Vom Kuttrolf zum Stangenglas

Thementag im LWL-Industriemuseum Glashütte Gernheim

Bewertung:

Petershagen (lwl). Nicht nur bei Sammlern sind sie beliebt: kostbare Gläser des Mittelalters. Welche Arten von Glas kann¬ten die Menschen des Mittelalters? Wie stellte man sie her? Um dieses Geheimnis zu lüften, lädt der Landschaftsverband Westfalen-Lippe (LWL) am Sonntag, 4. Juli, in das LWL-Industriemuseum Glashütte Gernheim zum Thementag 'mittelalterliches Glas'.

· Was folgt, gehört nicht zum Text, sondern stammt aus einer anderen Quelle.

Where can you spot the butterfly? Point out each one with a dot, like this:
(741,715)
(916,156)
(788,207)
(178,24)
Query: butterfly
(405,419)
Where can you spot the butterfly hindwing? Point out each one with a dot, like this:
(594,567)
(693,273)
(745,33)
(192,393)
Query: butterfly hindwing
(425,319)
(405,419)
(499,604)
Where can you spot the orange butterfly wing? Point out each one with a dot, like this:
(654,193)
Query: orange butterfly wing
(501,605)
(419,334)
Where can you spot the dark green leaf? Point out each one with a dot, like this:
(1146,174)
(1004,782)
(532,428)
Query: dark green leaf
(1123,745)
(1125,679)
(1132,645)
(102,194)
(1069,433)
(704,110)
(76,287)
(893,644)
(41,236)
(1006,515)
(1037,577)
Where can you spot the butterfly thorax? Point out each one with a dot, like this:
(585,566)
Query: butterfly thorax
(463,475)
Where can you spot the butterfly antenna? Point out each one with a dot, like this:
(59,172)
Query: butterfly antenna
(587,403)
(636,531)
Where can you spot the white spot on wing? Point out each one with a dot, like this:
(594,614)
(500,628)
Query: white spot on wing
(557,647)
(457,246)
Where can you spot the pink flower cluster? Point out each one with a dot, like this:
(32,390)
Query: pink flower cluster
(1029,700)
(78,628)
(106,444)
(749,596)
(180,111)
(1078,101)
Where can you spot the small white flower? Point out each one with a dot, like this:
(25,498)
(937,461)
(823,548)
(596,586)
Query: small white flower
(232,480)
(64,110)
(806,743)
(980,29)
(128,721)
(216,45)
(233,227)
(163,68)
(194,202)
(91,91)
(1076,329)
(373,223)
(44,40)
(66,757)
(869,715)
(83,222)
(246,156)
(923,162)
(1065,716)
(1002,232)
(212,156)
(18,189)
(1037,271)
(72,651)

Im Mittelalter galt mundgeblasenes Glas als erlesene Kostbarkeit, die nur zu besonderen Zwecken hergestellt wurde. Vorwiegend der Adel verwendete gläserne Becher und Flaschen. Diese Hohlgefäße zeigen einfache Formen, sind aber bereits mit charakteristischen Techniken verziert. Die Epoche brachte eigenständige Typen von Hohlglas hervor, so zum Beispiel den Nuppenbecher, der mit kleinen aufgesetzten Glas-'Noppen' verziert ist. Komplizierter ist ein Kuttrolf - die 'Gluckerflasche' - gestaltet: Der Hals dieser kompliziert aufgebauten Flasche besteht aus mehreren verschlungenen Röhren, so dass beim Ausgießen ein glucksendes Geräusch entsteht.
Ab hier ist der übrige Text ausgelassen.